The question that was presented for consideration in this matter must be identified with greater specificity than is permitted by general reference to how the human mind can or commonly will deal with statistical information. In this case, the question was whether Ms Pineda’s evidence of an exclusion percentage accompanied by both reference to the relevant frequency ratio and an explanation of how the exclusion percentage was derived from the frequency ratio was evidence whose probative value was outweighed by the danger of unfair prejudice (s 137) or was evidence whose probative value was substantially outweighed by the danger that it might be unfairly prejudicial to the defendant or, perhaps, be misleading or confusing (s 135).
No reason is shown for answering either form of those more particular questions in favour of the appellant. The evidence given was clear. It was evidence adverse to the appellant but it was in no sense unfairly prejudicial, or misleading or confusing. The exclusion percentage given was high – 99.9 per cent – but relevant content was given to that figure by the frequency ratios that were stated in evidence. As the trial judge pointed out to the jury, the evidence that was given did not, and was not said to, establish that the mitochondrial DNA profile found in the hair definitely came from the appellant. There was no risk of rounding the figure of 99.9 per cent to the certainty of 100 per cent.
The appeal was dismissed.

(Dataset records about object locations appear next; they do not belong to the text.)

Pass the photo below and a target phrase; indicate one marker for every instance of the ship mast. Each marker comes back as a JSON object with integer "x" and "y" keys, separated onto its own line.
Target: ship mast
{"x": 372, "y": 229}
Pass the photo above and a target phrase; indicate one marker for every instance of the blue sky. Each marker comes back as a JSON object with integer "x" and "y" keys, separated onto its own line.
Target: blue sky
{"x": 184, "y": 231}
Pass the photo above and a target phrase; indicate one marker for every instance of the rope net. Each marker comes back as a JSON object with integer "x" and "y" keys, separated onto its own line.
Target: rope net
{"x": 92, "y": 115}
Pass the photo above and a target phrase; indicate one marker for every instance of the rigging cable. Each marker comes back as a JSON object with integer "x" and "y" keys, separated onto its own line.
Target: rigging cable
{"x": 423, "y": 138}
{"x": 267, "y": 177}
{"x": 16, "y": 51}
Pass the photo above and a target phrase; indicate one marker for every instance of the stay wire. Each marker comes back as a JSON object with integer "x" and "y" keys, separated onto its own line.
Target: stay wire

Heydon J (as is now common) penned his own interesting judgment, but was broadly in agrement with his colleagues.
I don’t envy jurors their role of assigning appropriate weight to forensic evidence, or judges their duty of explaining how they should go about it. If given too little information to work with then people with no knowledge of scientific principles may give too much credence to it; but equally, too much explanation and the expert forensic evidence becomes the centrepiece of any trial, overwhelming the other parts of the evidence that should also be considered.